Suppose I tell you I have an infinite supply of unfair coins. I pick one randomly and flip it, recording the result. I've done this a total of 100 times and they all came out heads. I will pay you $1000 if the next throw is heads, and $10 if it's tails. Each unfair coin is entirely normal, whose "heads" follow a binomial distribution with an unknown p. This is all you know. How much would you pay to enter this game?
I suppose another way to phrase this question is "what is your best estimate of your expected winnings?", or, more generally, "how do you choose the maximum price you'll pay to play this game?"
Observe that the only fact you know about the distribution from which I'm drawing my coins is those 100 outcomes. Importantly, you don't know the distribution of each coin's p in my supply of unfair coins. Can you reasonably assume a specific distribution to make your calculation, and claim that it results in a better best estimate than any other distribution?
Most importantly, can one actually produce a "theoretically sound" expectation here? I.e. one that is calibrated so that if you pay your expected winnings every time and we perform this experiment lots of times then your average winnings will be zero - assuming I'm using the same source of unfair coins each time.
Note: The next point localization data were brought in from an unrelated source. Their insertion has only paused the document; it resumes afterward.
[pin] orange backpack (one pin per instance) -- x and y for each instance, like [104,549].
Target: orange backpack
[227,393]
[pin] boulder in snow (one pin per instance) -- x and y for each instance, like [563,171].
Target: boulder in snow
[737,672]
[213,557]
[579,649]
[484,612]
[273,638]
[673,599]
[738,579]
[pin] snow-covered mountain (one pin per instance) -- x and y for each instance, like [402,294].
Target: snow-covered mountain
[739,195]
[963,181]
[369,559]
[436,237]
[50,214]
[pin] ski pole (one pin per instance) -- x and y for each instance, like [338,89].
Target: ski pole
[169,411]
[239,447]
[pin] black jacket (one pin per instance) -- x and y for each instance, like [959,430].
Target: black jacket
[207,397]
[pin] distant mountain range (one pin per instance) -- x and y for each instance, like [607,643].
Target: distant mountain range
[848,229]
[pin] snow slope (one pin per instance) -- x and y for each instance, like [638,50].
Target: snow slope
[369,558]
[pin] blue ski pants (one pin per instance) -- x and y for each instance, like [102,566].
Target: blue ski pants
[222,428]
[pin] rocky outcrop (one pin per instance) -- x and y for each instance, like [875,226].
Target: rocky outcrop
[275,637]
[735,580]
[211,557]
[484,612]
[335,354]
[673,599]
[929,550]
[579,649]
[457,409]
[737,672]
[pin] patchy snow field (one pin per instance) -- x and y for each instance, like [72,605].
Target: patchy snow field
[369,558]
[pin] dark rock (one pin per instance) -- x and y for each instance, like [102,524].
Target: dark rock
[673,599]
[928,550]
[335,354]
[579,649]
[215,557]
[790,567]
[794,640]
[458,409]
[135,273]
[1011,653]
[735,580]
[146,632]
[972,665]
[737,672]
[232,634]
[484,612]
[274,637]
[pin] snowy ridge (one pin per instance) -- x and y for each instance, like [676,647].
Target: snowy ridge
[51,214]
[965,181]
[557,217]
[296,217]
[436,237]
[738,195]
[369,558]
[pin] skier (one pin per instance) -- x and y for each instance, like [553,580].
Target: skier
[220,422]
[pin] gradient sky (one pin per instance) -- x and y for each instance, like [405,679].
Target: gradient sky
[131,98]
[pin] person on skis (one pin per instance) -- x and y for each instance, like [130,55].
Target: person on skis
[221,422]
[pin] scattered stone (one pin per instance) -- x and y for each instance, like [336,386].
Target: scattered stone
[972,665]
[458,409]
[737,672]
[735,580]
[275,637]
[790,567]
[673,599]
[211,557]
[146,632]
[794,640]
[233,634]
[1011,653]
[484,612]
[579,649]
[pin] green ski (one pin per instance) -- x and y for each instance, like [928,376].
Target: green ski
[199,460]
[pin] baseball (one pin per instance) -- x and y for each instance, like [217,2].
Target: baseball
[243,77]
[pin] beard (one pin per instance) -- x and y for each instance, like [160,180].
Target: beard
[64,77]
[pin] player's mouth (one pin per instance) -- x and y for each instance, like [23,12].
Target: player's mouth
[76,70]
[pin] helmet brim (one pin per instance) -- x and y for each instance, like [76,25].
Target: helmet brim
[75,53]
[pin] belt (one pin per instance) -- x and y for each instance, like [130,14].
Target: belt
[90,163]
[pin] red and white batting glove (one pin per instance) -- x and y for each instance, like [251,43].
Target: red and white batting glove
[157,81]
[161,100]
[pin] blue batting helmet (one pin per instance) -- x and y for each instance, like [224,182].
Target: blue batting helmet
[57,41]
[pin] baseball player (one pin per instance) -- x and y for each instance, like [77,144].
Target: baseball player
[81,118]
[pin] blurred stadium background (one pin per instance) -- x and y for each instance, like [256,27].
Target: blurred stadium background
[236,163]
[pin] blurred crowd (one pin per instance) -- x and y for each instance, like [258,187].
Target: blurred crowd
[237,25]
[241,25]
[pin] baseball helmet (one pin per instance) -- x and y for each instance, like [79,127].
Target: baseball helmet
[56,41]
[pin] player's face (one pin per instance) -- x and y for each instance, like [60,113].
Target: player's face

I suspect that the best one can do here is produce a range of values with confidence intervals. So you're 80% confident that the price you should pay to break even in the repeated game is between A80 and B80, 95% confident it's between A95 and B95, etc.
If this is really the best obtainable result, then what is a bayesianist to do with such a result to make their decision? Do you pick a price randomly from a specially crafted distribution, which is 95% likely to produce a value between A95..B95, etc? Or is there a more "bayesian" way?
My take at it is basically this: average over all possible distributions until you have further evidence. (Preferably, let other people play the game first to gather the evidence at no cost to myself.)
If someone tells me a coin has an unknown binomial distribution, and we really genuinely don’t know anything about this distribution (not even the distribution of possible distributions), I take the set of all possible distributions and assume they are all equally likely. Since they are symmetric, the average is a 50:50 fair coin.
In your example, you throw not just one coin, but a different one each time. Differently put, the sequence of coins is a random variable whose distribution we don’t know. I therefore begin by assuming it is the average over all possible distributions, and within that average distribution, the distribution of first coins is symmetric, so its average is 50:50, so for the first coin toss I’ll assume that it’s a 50:50.
Say the first coin toss now comes out tails. This provides me with a slight piece of evidence that your set of unfair coins may be biased towards containing more tail-preferring coins than head-preferring coins. Therefore, I will assume that the second coin is more likely to be a tail-preferring coin than a head-preferring one. I’d have to do the maths to find out exactly how much my ante would change.
With each new coin toss, I learn more about the likelihood of each distribution of coins within the set of all possible distributions.
I suspect that the level of indirection can actually be safely removed and we can regard the whole thing as a single random binary digit generator with a single distribution, about which we initially don’t know anything and gradually build up evidence. I further suspect that if the distribution of coins is uniformly distributed, and therefore symmetric, the sequence of coin tosses is equivalent to a single, fair coin. Once again, someone would have to do the maths to prove whether this is actually equivalent.
For the record, this is not permitted.
It's easy to say this but I don't think this works when you start doing the maths to get actual numbers out. Additionally, if you really take ALL possible distributions then you're already in trouble, because some of them are pretty weird - e.g. the Cauchy distribution doesn't have a mean or a variance.